То, что во Франции в 1860-х годах назовут «апроприацией», а большевики в 1917-м – «экспроприацией», в Англии станет переприсвоением английского языка, языка империи, одним из жителей ее колоний. Йейтс взял банк – всю английскую литературу. И, кроме того, он нашел абсолютный способ остаться наравне с теми, кто, казалось бы, должен был его сменить и отбросить в прошлое. Ведь теперь это с ним они будут бесконечно спорить, а значит, длить его присутствие в будущем и в настоящем.
Англофил-американец Элиот после Первой мировой войны отбрасывает Йейтса, но в самых эмоциональных местах рифмует как Йейтс, и это всегда самые «романтичные» места, в которых у Элиота присутствует некий особенно драгоценный звук.
Я видел, как русалки мчались в мореИ космы волн хотели расчесать,А черно-белый ветер гнал их вспять.Мы грезили в русалочьей странеИ, голоса людские слыша, стонем,И к жизни пробуждаемся, и тонем 8 .8
Перевод
Оден отбрасывает Йейтса, создает пепельный тон этического смирения, но при этом возвращается к рифме, к размеру, к силлаботонике, всю жизнь спорит с Йейтсом и его поэзией, а в 1939 году, когда перед самой Второй мировой Йейтс умирает, словно бы не в силах переступить порог новой эпохи, Оден пишет реквием «На смерть У. Б. Йейтса», где полностью переписывает Йейтса на свой манер. Оден пишет свой Реквием йейтсовскими же размерами, начиная с поздних октав и кончая ранними балладными куплетами, он переписывает Йейтса от позднего к раннему, делает перемотку назад и в конце концов помещает его внутрь бессмертия, внутрь пантеона самого языка, где само Время прощает Йейтса, ибо прощает «и глупость, и лживость, и поклоняется тем, за счет кого язык живет дальше». Оден пишет свой Реквием, чтобы похоронить Йейтса, но при этом само «похороненное» поет у него сквозь толщу пепла и праха балладным куплетом. В качестве призрака Йейтс оказывается еще более сильным и странно неустранимым присутствием в поэзии Одена.
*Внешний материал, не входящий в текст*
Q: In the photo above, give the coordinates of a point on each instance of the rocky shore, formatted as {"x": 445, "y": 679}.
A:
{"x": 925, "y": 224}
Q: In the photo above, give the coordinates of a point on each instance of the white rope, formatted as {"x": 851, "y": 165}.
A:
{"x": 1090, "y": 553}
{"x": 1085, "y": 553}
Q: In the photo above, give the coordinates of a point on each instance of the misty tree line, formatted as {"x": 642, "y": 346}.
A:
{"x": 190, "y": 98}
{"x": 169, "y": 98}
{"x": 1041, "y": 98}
Потому что невозможно до конца истребить то, чего ты желаешь больше всего. Это призрак любви, который остается навечно, и этот фантом всегда будет говорить языком Йейтса. Это точка отсчета, которую можно отрицать, но без которой ты уже не знаешь, от чего себя отсчитывать.
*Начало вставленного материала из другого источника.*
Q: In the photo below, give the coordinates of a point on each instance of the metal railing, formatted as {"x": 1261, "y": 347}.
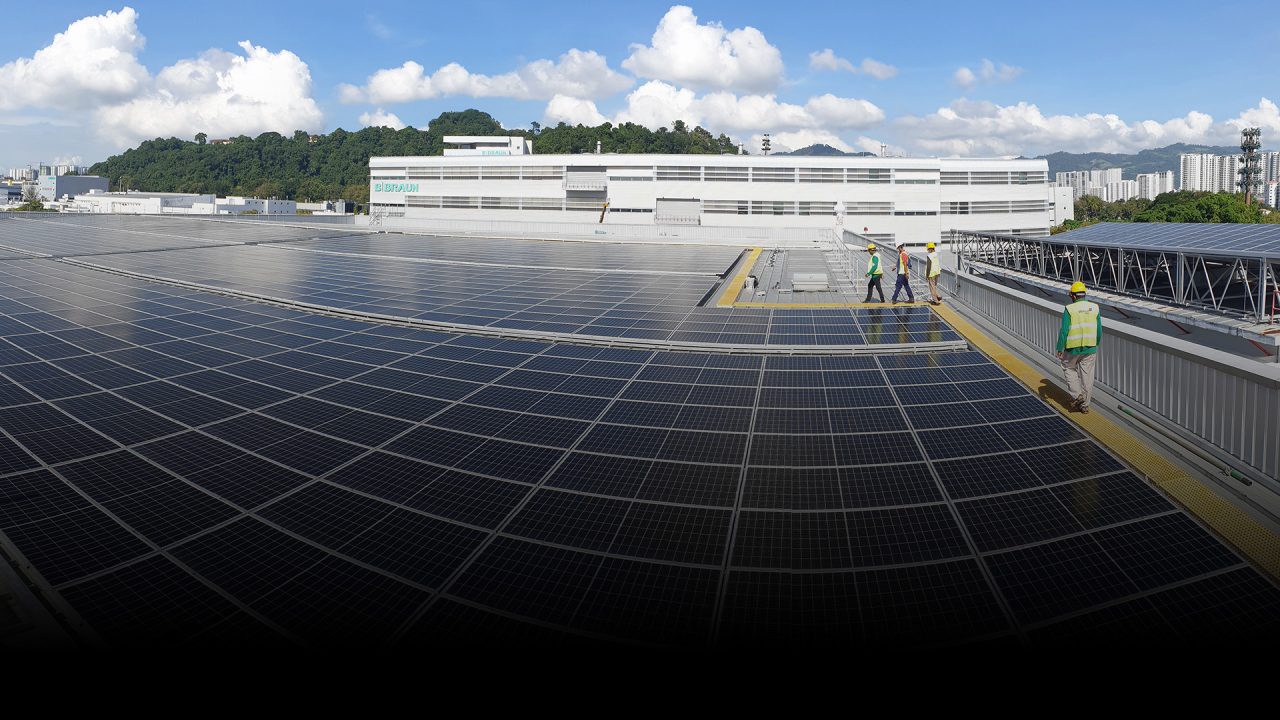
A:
{"x": 1226, "y": 401}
Кстати сказать, эту веру в язык, в его бессмертную деятельность, в его тягучий синтаксис, который будет длиться, как тон, как повторение, как волны моря, что бьется в наш собственный рот и выходит обратно в мир из нашей собственной тьмы, Иосиф Бродский возьмет именно у Одена и именно из его Реквиема по Йейтсу. Бродский объединит англофонный и руссофонный миры и в 1965 году, повторив жест Одена и сочинив свой собственный реквием в оденовском духе – на смерть теперь уже Т. С. Элиота. Этот реквием Бродский напишет так же трехчастно, все теми же размерами, что взял у Одена, но знал ли Бродский, чье богатство на самом деле использует, чье наследство на самом деле тратит? И не странно ли, что Элиота похоронят под звуки Йейтса?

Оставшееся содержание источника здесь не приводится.